Ricardo Martinelli inició el foro al que había convocado Juan Carlos Tapia. De manera sucinta explicó su trayectoria como empresario. Sin embargo, algo no me cuadra: Si se graduó en el Colegio La Salle, ¿cuándo fue que estuvo de peón en las fincas de su familia en Soná? Me adelanto a imaginarme que tuvo esas experiencias durante las vacaciones de verano. También habló de su educación superior, en Estados Unidos y en el INCAE, además de su paso por el Citibank (donde coincidió con el Toro y otros banqueros de prestigio) y la oportunidad que se le presentó, estando allí, de adquirir las tiendas de Francisco Wong Chang y convertirlas en el emporio Súper 99 de hoy (esto no lo dijo tan explícitamente).

El centro del debate fue la muy circulada presentación que ha recorrido el ciberespacio señalándolo como un hombre con problemas mentales y dependiente de fármacos. Curiosamente, nunca recibí la citada presentación, a pesar de que a mí me llega toda clase de basura por Internet. El señor Martinelli acusa a la campaña de Juan Carlos Varela de ser autora de esa calumnia. Curiosa como soy de lo que hay detrás, y conocedora de algunas personas bipolares, me puse a estudiar sus características. Generalmente este desorden está relacionado con individuos que son extremadamente inteligentes y creativos, pero como son maniaco depresivos, tienen cambios de personalidad muy drásticos, y éstos se pueden dosificar por medio de la ingestión de lithium. Una referencia elocuente de ese trastorno se pudo apreciar en la película “Una Mente Brillante”, que se refería a la vida de John Forbes Nash, matemático y economista que ganó el Premio Nobel de Economía en 1994. Me faltarían dedos de las manos para señalar a aquellas personas bipolares en Panamá sin que sean tildados de locos, pero de que los hay, los hay.

No sé y no me consta si el Sr. Martinelli padece de ese desorden, pero si lo hace, no debería avergonzarse; por el contrario, uno está menos loco cuando acepta sus limitaciones y busca ayuda profesional.

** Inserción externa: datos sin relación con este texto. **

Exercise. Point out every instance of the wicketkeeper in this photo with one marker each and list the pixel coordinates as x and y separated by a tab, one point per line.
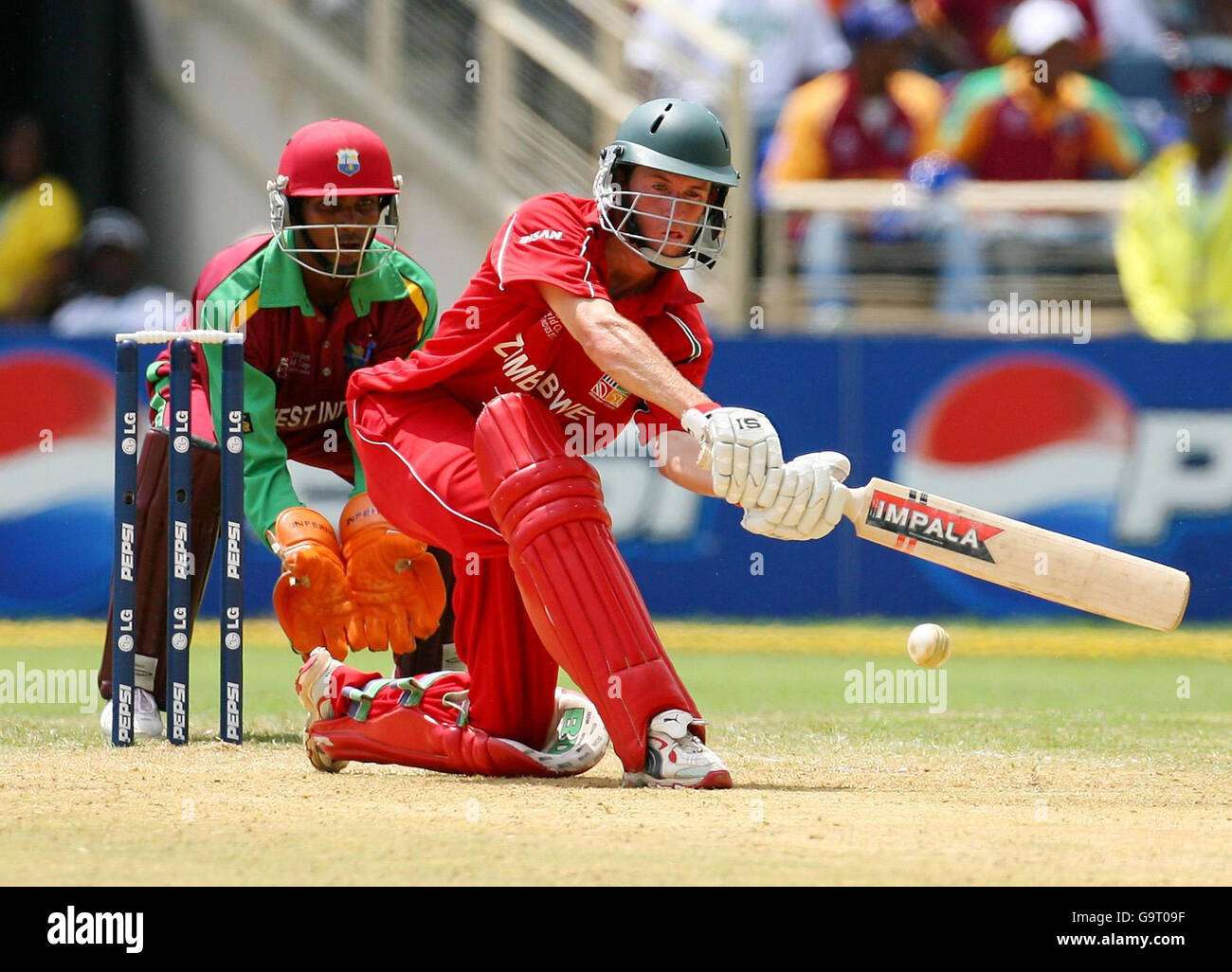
577	323
318	297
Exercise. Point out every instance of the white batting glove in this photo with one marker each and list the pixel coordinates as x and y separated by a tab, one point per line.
739	446
801	503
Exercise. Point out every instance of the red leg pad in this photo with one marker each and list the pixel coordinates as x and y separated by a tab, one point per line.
426	734
577	587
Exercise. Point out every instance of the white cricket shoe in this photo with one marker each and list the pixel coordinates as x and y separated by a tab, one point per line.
312	686
678	759
577	741
147	720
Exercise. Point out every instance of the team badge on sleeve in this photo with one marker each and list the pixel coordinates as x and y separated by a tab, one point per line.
607	392
348	162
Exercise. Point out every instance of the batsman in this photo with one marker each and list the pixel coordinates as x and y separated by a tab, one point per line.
577	323
321	295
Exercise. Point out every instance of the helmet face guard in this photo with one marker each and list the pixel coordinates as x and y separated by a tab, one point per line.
617	212
295	243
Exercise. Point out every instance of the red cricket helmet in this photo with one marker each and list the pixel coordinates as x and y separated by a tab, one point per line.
335	158
336	155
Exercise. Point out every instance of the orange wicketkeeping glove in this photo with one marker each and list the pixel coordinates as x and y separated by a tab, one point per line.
312	597
395	583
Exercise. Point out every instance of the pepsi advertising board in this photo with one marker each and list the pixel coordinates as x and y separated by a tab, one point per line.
1124	442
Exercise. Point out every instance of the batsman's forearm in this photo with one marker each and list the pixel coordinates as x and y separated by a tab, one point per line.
677	456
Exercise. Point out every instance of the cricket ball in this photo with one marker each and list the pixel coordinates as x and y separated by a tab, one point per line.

El declarar que nunca ha consultado a un psiquiatra no es un certificado de sanidad. Por el contrario, aquellos que sí lo hacen son más responsables, porque para eso están esos profesionales, para orientar o ayudar cuando se presenten problemas (que no nos faltan). 

Otro detalle que me llamó la atención de las declaraciones del candidato de las converse en LMB fue los señalamientos que hizo de personalidades a las que le gustaría invitar a formar parte de su gobierno: no mencionó a ninguna mujer, ni dentro ni fuera de su partido. Y para rematar, dijo que tenía tres hermanas y que dos eran divorciadas, cuando entiendo que son viudas. ¿Misoginia? Ese sería otro desorden que tratar.